Sébastien Lecornu presentó los anuncios durante una rueda de prensa en el Hôtel de Matignon. Las ayudas sectoriales para la pesca, la agricultura, el transporte por carretera y la construcción se prolongarán hasta finales de agosto, con una extensión al transporte fluvial y un aumento del umbral de empleados para las empresas constructoras.

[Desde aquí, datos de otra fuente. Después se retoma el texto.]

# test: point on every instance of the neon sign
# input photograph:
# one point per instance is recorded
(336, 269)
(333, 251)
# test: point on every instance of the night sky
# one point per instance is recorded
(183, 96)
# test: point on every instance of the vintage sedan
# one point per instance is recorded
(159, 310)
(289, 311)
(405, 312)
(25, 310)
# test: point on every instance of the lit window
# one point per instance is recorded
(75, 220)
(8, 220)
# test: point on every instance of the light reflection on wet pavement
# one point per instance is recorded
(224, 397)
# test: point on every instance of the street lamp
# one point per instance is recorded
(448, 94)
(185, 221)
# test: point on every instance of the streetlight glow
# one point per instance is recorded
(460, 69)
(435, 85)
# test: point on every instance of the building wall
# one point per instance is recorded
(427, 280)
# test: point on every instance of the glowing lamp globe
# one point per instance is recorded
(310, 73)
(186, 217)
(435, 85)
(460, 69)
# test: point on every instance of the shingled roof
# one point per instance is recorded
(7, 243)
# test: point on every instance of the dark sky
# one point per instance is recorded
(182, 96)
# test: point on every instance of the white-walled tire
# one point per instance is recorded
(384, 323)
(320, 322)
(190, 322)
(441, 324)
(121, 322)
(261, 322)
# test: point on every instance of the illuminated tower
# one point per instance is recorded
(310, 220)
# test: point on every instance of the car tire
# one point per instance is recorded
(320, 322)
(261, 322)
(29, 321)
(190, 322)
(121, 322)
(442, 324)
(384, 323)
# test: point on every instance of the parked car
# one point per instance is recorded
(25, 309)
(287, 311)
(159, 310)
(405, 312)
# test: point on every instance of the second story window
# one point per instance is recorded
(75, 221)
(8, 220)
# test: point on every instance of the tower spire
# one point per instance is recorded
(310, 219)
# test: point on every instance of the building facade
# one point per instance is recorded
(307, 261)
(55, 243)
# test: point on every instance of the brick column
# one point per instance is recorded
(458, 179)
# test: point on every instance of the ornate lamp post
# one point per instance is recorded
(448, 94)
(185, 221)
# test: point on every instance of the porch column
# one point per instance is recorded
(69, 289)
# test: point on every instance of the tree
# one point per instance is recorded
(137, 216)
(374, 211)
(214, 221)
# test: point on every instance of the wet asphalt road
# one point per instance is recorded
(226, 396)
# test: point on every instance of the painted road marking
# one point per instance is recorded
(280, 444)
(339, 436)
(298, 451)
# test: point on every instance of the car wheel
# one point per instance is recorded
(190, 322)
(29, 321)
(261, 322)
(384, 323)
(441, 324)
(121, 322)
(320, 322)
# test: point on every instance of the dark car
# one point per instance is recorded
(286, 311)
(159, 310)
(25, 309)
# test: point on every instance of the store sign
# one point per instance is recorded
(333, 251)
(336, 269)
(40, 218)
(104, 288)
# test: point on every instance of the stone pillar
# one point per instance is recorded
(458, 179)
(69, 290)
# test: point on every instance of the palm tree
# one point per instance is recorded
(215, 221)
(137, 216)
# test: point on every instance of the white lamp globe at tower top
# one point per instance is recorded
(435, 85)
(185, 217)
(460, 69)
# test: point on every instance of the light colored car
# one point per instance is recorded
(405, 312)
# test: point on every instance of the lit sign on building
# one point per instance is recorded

La ayuda para los trabajadores con ingresos modestos y gran movilidad se duplica a 100 euros y el bono de combustible para empleados aumenta de 300 a 600 euros al año a partir de junio, eliminando la condición previa de inexistencia de transporte público alternativo. Nuevos beneficiarios, como los trabajadores de atención domiciliaria y ciertos funcionarios, recibirán dietas por kilometraje más elevadas.
El Gobierno rechaza cualquier recorte fiscal generalizado. El coste de las medidas desde junio hasta agosto se estima en 700 millones de euros. El FMI ha subrayado la necesidad de una respuesta limitada y temporal para salvaguardar las finanzas públicas.